Réponse (M. LE PRÉFET DE POLICE) :
"Melles SCHERER et SILHOUETTE souhaitent connaître les suites données aux actes de violence commis contre une résidence d'étudiants africains, dans la nuit du 23 au 24 septembre 1995, à l'issue d'un rassemblement du Front national. Elles demandent quelles mesures le Préfet de police entend prendre à l'avenir pour assurer la sécurité des personnes et des biens à l'occasion de tels rassemblements.
A l'issue du bal organisé dans le cadre de la fête "Bleu-Blanc-Rouge", pelouse de Reuilly, le 23 septembre, un groupe d'une vingtaine de jeunes s'est dirigé vers la maison des étudiants des états de l'Afrique de l'Ouest devant laquelle discutaient une cinquantaine de ressortissants de ces pays, les a agressés et injuriés, brisant les portes vitrées du bâtiment.

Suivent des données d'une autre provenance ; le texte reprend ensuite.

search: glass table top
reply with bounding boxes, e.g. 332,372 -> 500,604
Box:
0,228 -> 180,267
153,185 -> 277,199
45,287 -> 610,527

Le dispositif de surveillance mis en place dans le secteur a permis d'être immédiatement informé des faits et d'envoyer un escadron de gendarmes mobiles dont les éléments étaient implantés Porte-Dorée et Porte-de-Charenton.
Les deux parties ont ainsi pu être séparées et l'événement est resté localisé alors que plusieurs milliers de personnes quittaient la pelouse de Reuilly. Il n'y a eu ni blessé ni dégât matériel aux véhicules. Les responsables de la maison des étudiants ont été invités à déposer plainte et faire constater les dégâts matériels ; l'enquête se poursuit pour identifier les auteurs et la procédure sera transmise à l'issue des investigations à la 7e Section du Parquet de Paris.
Les directives données aux services de police pour maintenir l'ordre public en pareilles circonstances sont destinées en premier lieu à prévenir les incidents et, s'il faut intervenir, à le faire de façon proportionnée.
Les dispositions prises lors des rassemblements du Front national répondent également à cette double exigence puisque sur ce même site, aucun incident n'a été à déplorer en 1993 et 1994 et que la situation dont se sont émues, à juste titre, Melles SCHERER et SILHOUETTE, a pu être traitée rapidement sans risque d'extension."